Styled to Rock is an American reality competition television series based on the British television series of the same name, executive produced by recording artist Rihanna which focuses on fashion design. The contestants would compete with each other to create the best outfit for one or more famous music acts every week, restricted by time and materials. Their designs were judged and the music act of the week would choose their favourite one, and one designer was eliminated each week.

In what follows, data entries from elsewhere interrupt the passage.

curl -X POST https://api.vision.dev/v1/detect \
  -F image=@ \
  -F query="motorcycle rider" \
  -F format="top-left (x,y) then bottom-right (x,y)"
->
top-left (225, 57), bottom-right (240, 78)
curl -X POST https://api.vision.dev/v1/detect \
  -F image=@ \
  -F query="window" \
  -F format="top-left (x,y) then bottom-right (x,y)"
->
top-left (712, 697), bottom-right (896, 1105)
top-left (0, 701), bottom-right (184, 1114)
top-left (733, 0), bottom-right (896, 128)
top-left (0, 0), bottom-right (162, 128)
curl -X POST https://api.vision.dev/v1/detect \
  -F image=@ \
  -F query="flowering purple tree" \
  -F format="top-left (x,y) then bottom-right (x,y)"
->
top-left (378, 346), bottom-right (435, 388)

The series was originally scheduled to debut on November 5, 2013, on the now defunct Style Network. However two weeks before its September 23, 2013 debut, the Esquire Network was announced as taking over Style's channel space, rather than G4 as originally planned. It was announced on September 30, 2013, that the series would premiere October 25, 2013, on Bravo.

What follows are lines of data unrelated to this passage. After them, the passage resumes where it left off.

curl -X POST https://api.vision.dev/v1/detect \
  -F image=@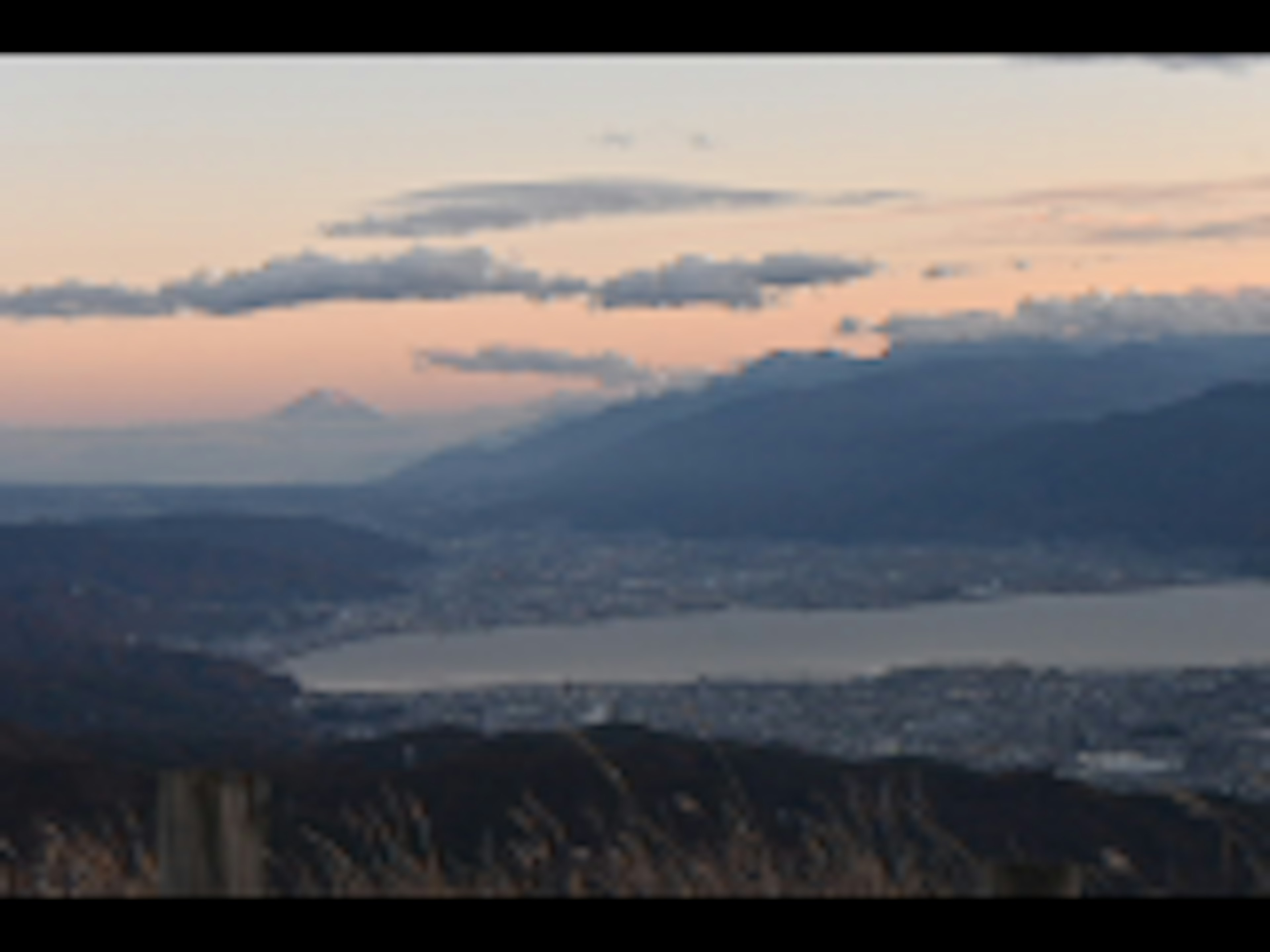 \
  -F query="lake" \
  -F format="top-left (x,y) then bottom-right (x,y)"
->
top-left (284, 581), bottom-right (1270, 691)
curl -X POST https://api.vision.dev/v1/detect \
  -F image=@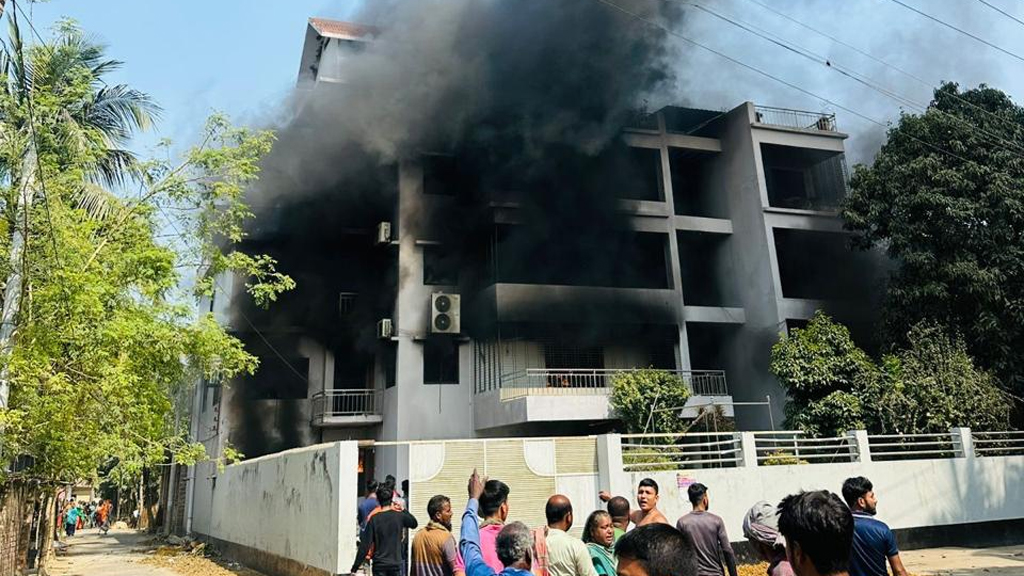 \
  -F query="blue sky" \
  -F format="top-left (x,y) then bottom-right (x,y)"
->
top-left (18, 0), bottom-right (356, 155)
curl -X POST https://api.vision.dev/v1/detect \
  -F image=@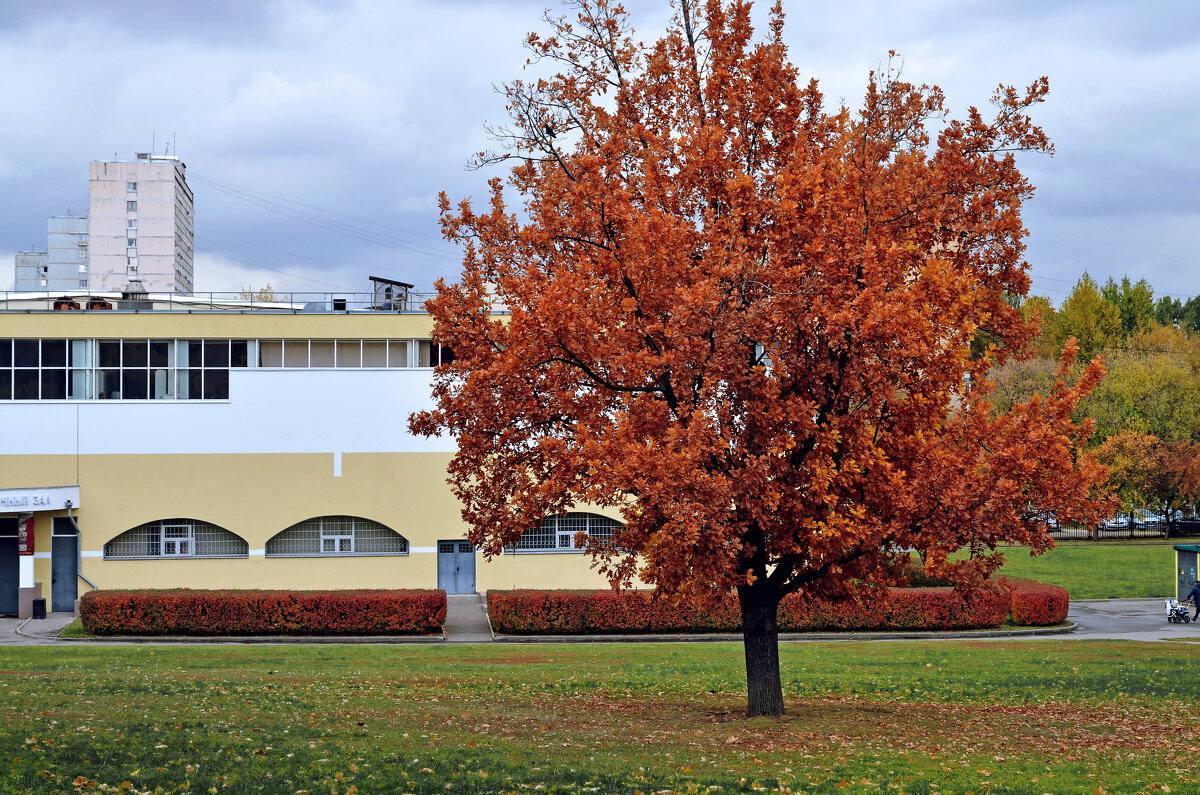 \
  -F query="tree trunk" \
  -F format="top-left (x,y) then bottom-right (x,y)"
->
top-left (738, 578), bottom-right (784, 717)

The show was cancelled after just one season due to low viewership and Rihanna's busy schedule.

==Format==
Similar to Project Runway, the series was also looking for new designers to create fashion for A-list celebrities in the world. Supported by their mentors, the candidates who were chosen as well as the mentors all by Rihanna personally, would fight in a weekly battle for the final. Weekly, the candidates would design outfits for one or more music celebrities. Normally the celebrities select the winners outfit by themselves. Every week produced a winner and two bottom contestants who would have to assert themselves verbally, until finally the worst of the week was eliminated. In the final, the two best designers would fight to win a $100,000 cash prize, a fashion feature in Glamour magazine and the chance to become the next member of Rihanna's design team.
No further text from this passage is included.